Ha allenato anche Pellegrino l’attaccante del Parma. 

“Bravo. Lì era chiuso. L’ho avuto all’Estudiantes. Vede la porta, è intelligente, forte di testa, veloce. Ha fisico e un bel calcio”. 

Lei, Balbo, che calcio gioca? 

“Offensivo. Gioco sempre per fare gol. All’Estudiantes mettevo anche sette giocatori offensivi i campo. Ma senza mai trascurare la fase difensiva che viene prima di tutto. Facevo un 4-1-3-2. Abbiamo segnato 25 gol, subendone 3”. 
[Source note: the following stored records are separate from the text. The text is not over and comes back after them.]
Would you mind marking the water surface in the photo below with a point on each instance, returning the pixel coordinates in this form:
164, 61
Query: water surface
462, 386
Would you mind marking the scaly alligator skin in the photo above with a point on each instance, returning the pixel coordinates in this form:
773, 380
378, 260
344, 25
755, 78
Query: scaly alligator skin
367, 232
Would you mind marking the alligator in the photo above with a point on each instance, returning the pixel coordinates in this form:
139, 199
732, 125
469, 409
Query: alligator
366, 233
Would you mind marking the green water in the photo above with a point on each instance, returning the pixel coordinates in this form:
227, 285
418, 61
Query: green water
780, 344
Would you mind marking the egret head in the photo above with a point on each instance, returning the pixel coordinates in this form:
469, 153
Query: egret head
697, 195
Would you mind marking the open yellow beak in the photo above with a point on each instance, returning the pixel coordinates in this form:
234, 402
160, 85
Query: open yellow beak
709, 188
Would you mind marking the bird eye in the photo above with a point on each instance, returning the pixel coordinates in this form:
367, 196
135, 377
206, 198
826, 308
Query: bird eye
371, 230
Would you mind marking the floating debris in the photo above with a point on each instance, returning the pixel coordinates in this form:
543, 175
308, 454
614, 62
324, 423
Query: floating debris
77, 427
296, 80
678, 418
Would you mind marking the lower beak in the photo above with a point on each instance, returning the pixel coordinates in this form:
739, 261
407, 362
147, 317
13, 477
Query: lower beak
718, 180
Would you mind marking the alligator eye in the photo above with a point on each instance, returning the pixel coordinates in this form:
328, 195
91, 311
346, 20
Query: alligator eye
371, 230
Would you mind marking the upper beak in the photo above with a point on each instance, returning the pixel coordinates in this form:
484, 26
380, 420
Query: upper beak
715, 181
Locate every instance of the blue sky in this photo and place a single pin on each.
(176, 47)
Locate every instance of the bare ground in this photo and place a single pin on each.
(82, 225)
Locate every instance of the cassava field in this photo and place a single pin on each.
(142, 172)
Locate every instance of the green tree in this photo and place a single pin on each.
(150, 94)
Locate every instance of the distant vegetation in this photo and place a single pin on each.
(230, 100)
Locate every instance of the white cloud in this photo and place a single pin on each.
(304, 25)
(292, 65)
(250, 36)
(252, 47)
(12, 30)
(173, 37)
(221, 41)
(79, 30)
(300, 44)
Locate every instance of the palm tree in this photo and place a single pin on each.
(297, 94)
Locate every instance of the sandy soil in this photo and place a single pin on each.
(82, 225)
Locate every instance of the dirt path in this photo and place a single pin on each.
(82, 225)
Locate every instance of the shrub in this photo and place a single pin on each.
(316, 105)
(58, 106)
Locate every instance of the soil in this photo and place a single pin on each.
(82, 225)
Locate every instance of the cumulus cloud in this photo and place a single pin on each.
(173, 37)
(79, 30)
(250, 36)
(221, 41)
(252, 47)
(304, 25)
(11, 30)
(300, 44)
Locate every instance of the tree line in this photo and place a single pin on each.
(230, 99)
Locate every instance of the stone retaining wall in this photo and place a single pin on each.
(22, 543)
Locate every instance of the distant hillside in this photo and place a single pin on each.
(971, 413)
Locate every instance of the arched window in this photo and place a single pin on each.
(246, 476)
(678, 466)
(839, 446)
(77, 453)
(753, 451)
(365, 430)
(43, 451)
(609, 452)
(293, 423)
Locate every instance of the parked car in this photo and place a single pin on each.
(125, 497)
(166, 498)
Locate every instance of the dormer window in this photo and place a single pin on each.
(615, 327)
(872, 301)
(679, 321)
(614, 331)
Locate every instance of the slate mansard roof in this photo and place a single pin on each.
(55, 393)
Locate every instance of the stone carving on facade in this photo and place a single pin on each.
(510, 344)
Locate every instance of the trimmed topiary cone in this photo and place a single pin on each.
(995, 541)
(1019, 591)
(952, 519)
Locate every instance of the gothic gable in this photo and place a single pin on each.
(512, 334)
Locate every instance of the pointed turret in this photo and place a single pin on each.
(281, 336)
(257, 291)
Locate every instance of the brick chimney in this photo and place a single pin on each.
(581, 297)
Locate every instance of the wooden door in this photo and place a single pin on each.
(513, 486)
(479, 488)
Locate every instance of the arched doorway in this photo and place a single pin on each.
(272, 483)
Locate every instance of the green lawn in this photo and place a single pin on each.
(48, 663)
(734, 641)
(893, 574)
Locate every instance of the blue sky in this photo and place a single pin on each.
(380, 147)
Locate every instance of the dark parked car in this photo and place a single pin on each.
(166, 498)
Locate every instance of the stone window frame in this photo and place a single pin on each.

“Prontissimo. L’esperienza in Argentina è servita. E ora penso di poter dare in una prima squadra europea”. 

Ha ancora amici nel calcio? 

“Lo sa che quello più caro è brasiliano e non argentino? È Aldair. Che fa la spola tra Roma e il Brasile per occuparsi di questioni di calcio che ama. Ma non ha ancora imparato a parlare bene l’italiano e deve decidere cosa fare da grande. Naturalmente posso permettermi di scherzare: siamo veramente amici”.